Eine mögliche Erklärung für die Streichung von gleich 85 Baudenkmälern im Landkreis Erding sieht Christina Centner, Sprecherin des Landratsamts Erding, darin, dass viele Objekte doppelt genannt wurden: In vormaligen Denkmallisten wurden Nennungen von Platz- und Straßenbildern aufgeführt , die auch als jeweilige Einzelgebäude bereits auftauchten. Nun wird nur noch das Einzelgebäude aufgeführt. Auch formale Änderungen spielen eine Rolle. So seien fehlerhafte Altadressen auch ein Grund für eine doppelte Aufführung mancher Objekte verantwortlich, wie es aus dem Landesdenkmalamt heißt. Welche Gebäude genau von der Streichung betroffen sind, bleibt unklar: Dem Landesamts zufolge dürfen ohne die Einwilligung der Eigentümer die genauen Adressen aus Datenschutzgründen nicht weitergegeben werden. Ein Mitspracherecht des Eigentümers hinsichtlich einer Aufnahme beziehungsweise einer Streichung sieht das Denkmalschutzgesetz jedoch nicht vor. 2006 begann dieses bayernweite Projekt mit den Namen "Nachqualifizierung und Revision der Bayerischen Denkmalliste", Ende vergangenen Jahres wurde es abgeschlossen. Derzeit läuft noch eine Prüfung der Ergebnisse. Aktuell gibt es in Bayern mehr als 160 000 Denkmäler, unter ihnen 111 000 Einzelbaudenkmäler, 883 Ensembles und knapp 50 000 Bodendenkmäler. Um in die Liste aufgenommen zu werden, müssen die Kriterien des Bayerischen Denkmalschutzgesetzes berücksichtigt werden: Das Objekt muss von Menschen geschaffen worden sein, aus vergangener Zeit stammen und eine besondere Bedeutung erfüllen, sodass eine Erhaltung im Interesse der Allgemeinheit liegt. Wie genau das im Einzelnen festzumachen ist, liegt in der Zuständigkeit des Landesamts für Denkmalpflege. Fachleute bemühen sich darum, auch die aktuellen wissenschaftlichen Erkenntnisse in die Bedeutungskriterien einfließen zu lassen. Die Arbeit hört jedoch nicht auf, sobald ein Bauwerk in die Liste eingetragen wurde: "Die Denkmalliste ist nur eine Momentaufnahme und wird laufend fortgeschrieben. Ständig erhalten wir Anregungen zu Nachträgen, Präzisierungen oder die Notwendigkeit von Streichungen", sagt Ott.

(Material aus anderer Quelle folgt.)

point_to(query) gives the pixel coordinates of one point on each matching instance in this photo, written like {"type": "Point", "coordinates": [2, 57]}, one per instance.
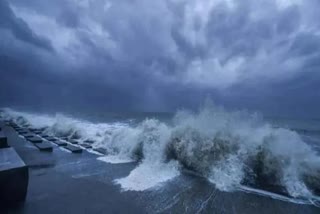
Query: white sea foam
{"type": "Point", "coordinates": [149, 175]}
{"type": "Point", "coordinates": [228, 148]}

Erding: Bleibt ein Ensemble, dürfte aber einige Einzeldenkmäler in der neuen Denkmalliste verlieren: Die Altstadt von Dorfen.

Bleibt ein Ensemble, dürfte aber einige Einzeldenkmäler in der neuen Denkmalliste verlieren: Die Altstadt von Dorfen.

(Foto: Renate Schmidt)

Nach Abschluss der Nachqualifizierung ist es ein großes Anliegen des Landesamts für Denkmalpflege, die Liste der Denkmäler erstmals für die Allgemeinheit zugänglich zu machen - unter www.denkmal.bayern.de. Denkmäler seien für viele Bürger Bayerns ein "identitätsstiftendes Zeugnis der Vergangenheit", heißt es aus dem Denkmalamt, daher sollten "alle Anstrengungen unternommen werden, das Bewusstsein für die Bedeutung der geschichtlichen Zeugnisse in der breiten Bevölkerung stärker zu verankern."